What allows a ball (squash ball) to roll and not bounce out of a corner? In squash, a ball may roll out of a corner with little or no visible bounce.
What allows a warm and bouncy rubber ball, being hit into a corner with great force, to roll and not bounce out?
Can a kids bouncy ball (i.e., a very bouncy rubber ball of similar size but not hollow) also roll out of a corner?
Question coming from a non-physicist!
 A: I tried this with a tennis ball myself and for this to happen it depends a lot on the direction the ball is spinning and how fast it is spinning.

I tried it both obliquely and straight ahead and when spun in the right way it would roll just like the squash ball in the video you linked. Which is a good thing so now we can simplify the scenario into a two-dimensional collision.

(Red arrow: Friction, Light grey arrow: contact force. Clockwise and anti-clockwise with reference to the diagram)
If you could try it yourself you would see that if you spun the ball anti-clock clockwise the ball would try to climb up the wall. This is because friction opposes the direction of spin and friction on the ball-wall interface has a direction pointing upwards.
How about when we spin it clockwise, as I have drawn in my diagram?
It now depends on how fast you spin the ball, If spun fast enough the frictional force dominates against the contact force or "rebounding force" pushing it up and the ball stays grounded and the contact force on the ball-wall interface and friction on the ball-ground interface changes its direction.

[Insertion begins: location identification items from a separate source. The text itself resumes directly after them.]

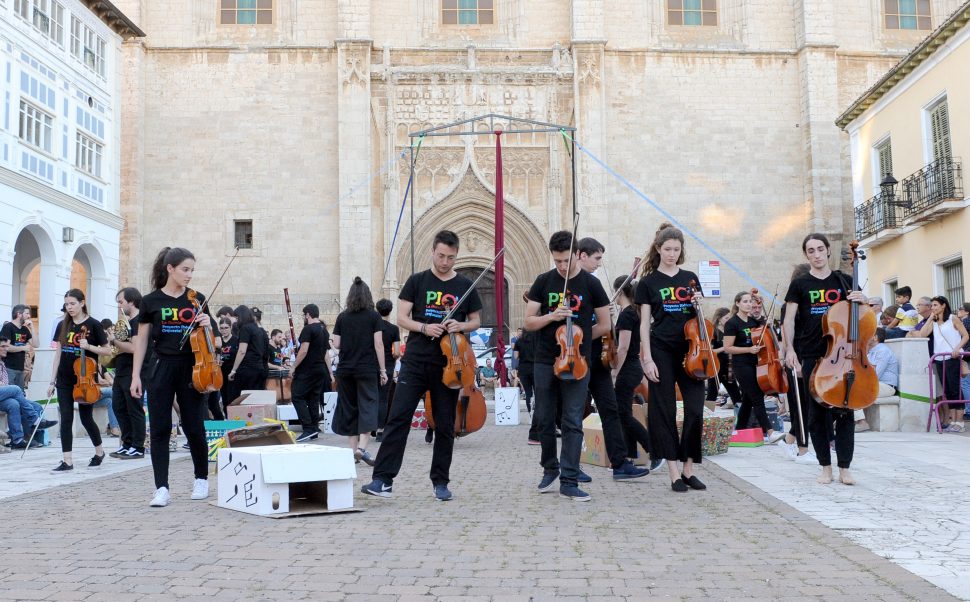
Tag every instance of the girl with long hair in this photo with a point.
(68, 345)
(358, 335)
(167, 314)
(663, 294)
(739, 342)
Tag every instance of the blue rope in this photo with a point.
(761, 288)
(404, 202)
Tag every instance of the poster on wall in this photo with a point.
(709, 273)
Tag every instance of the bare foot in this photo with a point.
(845, 477)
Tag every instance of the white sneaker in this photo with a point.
(200, 490)
(161, 499)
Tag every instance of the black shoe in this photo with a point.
(693, 482)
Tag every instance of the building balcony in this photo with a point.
(925, 196)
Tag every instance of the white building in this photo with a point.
(60, 154)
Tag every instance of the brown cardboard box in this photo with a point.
(594, 446)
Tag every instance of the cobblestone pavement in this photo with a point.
(498, 540)
(909, 505)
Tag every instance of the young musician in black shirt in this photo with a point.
(68, 345)
(663, 295)
(546, 312)
(166, 316)
(808, 299)
(740, 344)
(601, 386)
(422, 304)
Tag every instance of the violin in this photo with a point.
(207, 372)
(844, 378)
(459, 372)
(86, 389)
(700, 362)
(571, 364)
(470, 412)
(770, 371)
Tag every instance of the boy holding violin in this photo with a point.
(423, 302)
(550, 312)
(809, 298)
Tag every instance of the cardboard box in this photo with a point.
(252, 414)
(594, 446)
(286, 480)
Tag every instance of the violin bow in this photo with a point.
(205, 303)
(455, 307)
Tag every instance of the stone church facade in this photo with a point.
(296, 124)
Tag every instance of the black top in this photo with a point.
(741, 331)
(585, 294)
(670, 305)
(356, 330)
(19, 337)
(525, 345)
(169, 317)
(228, 353)
(629, 319)
(257, 341)
(318, 340)
(814, 297)
(431, 297)
(70, 350)
(390, 334)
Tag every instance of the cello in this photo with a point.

I've refrained from using terms like momentum and angular velocity for your simplicity. I simplified the problem as much as I can and most of what's happening is the same for the oblique collision in the video but the ball most probably spun along the direction of travel as there seems to be no resistance to its motion and friction would have two more components that just slow the ball and its rotation everything else should be the same.